Il patronato, per Camusso, è importante anche come luogo di ascolto: “Ci sono milioni di persone che passano dai nostri sportelli perché non sanno cosa fare, perché sono disperate. Quando si dice che non c’è stata rivolta sociale nella criusi nel nostro paese, bisogna riconoscere che questo è accaduto perché c’erano luoghi dove le persone ascoltavano, davano risposte, e non ti lasciavano nella solitudine del non sapere cosa fare”.

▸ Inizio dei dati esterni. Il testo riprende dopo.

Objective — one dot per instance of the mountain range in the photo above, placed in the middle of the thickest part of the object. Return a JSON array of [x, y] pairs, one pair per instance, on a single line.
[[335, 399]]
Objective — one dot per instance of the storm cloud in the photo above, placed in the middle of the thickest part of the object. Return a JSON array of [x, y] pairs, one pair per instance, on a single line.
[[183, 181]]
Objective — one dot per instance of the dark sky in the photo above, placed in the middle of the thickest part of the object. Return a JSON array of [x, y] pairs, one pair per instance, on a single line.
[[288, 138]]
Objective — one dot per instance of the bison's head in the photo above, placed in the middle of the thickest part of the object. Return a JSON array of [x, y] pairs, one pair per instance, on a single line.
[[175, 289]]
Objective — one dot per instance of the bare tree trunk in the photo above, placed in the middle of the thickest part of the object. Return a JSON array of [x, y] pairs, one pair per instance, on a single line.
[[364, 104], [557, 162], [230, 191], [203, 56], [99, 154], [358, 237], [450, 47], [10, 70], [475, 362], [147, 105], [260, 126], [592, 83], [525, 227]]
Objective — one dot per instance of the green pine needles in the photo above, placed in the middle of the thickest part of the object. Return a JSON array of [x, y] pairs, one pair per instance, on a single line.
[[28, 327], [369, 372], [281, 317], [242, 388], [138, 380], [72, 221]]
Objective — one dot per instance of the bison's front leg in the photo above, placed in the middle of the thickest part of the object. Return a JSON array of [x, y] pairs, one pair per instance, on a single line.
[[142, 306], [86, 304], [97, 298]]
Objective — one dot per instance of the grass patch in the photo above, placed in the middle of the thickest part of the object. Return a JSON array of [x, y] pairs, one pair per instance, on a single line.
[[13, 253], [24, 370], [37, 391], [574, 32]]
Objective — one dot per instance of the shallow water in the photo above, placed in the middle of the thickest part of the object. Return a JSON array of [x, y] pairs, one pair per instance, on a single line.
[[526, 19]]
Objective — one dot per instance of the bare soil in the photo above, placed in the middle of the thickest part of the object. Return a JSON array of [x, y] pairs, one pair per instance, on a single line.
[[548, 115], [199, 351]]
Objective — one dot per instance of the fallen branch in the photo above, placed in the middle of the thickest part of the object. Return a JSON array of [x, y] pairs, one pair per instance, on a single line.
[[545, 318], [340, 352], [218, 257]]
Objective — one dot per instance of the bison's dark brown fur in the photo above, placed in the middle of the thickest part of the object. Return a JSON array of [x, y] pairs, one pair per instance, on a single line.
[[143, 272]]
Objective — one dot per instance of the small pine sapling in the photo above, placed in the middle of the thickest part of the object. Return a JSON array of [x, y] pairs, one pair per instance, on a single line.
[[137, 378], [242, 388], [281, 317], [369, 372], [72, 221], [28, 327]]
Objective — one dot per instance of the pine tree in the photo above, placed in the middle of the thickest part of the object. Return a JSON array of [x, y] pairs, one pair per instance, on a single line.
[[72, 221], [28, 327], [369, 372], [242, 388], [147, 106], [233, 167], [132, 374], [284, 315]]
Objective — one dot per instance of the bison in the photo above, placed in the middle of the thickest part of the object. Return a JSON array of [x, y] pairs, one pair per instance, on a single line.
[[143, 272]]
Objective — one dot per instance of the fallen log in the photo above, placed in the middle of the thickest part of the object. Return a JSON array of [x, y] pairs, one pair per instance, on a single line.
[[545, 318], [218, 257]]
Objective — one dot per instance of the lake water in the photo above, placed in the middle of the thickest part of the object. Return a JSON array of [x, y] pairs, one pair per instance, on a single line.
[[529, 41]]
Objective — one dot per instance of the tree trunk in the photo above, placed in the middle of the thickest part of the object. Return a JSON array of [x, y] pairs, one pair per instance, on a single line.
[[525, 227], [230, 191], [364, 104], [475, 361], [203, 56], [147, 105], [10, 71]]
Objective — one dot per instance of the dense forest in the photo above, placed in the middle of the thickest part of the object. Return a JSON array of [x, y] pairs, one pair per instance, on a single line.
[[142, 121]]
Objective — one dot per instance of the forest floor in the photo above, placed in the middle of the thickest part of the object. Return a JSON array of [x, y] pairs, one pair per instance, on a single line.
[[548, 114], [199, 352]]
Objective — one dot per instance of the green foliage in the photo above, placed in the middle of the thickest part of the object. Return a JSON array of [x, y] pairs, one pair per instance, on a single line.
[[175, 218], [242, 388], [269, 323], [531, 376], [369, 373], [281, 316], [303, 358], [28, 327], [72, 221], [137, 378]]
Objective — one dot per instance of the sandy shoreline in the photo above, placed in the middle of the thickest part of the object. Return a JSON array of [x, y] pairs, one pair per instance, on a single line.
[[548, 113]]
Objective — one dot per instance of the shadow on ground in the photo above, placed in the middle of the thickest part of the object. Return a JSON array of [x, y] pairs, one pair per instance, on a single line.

Quanto alla recente sentenza della Consulta sul mancato adeguamento delle pensioni, per il leader della Cgil, “che quella legge generasse ingiustizie, Inca e Cgil lo hanno detto da subito. Così come in quei giorni dicemmo che avremmo costruito una terra di nessuno per cui le persone non avrebbero più avuto certezza del proprio diritto: quello che poi è diventato il tema esodati. Quando metteremo mano, allora, a una legge che produce così tante ingiustizie”.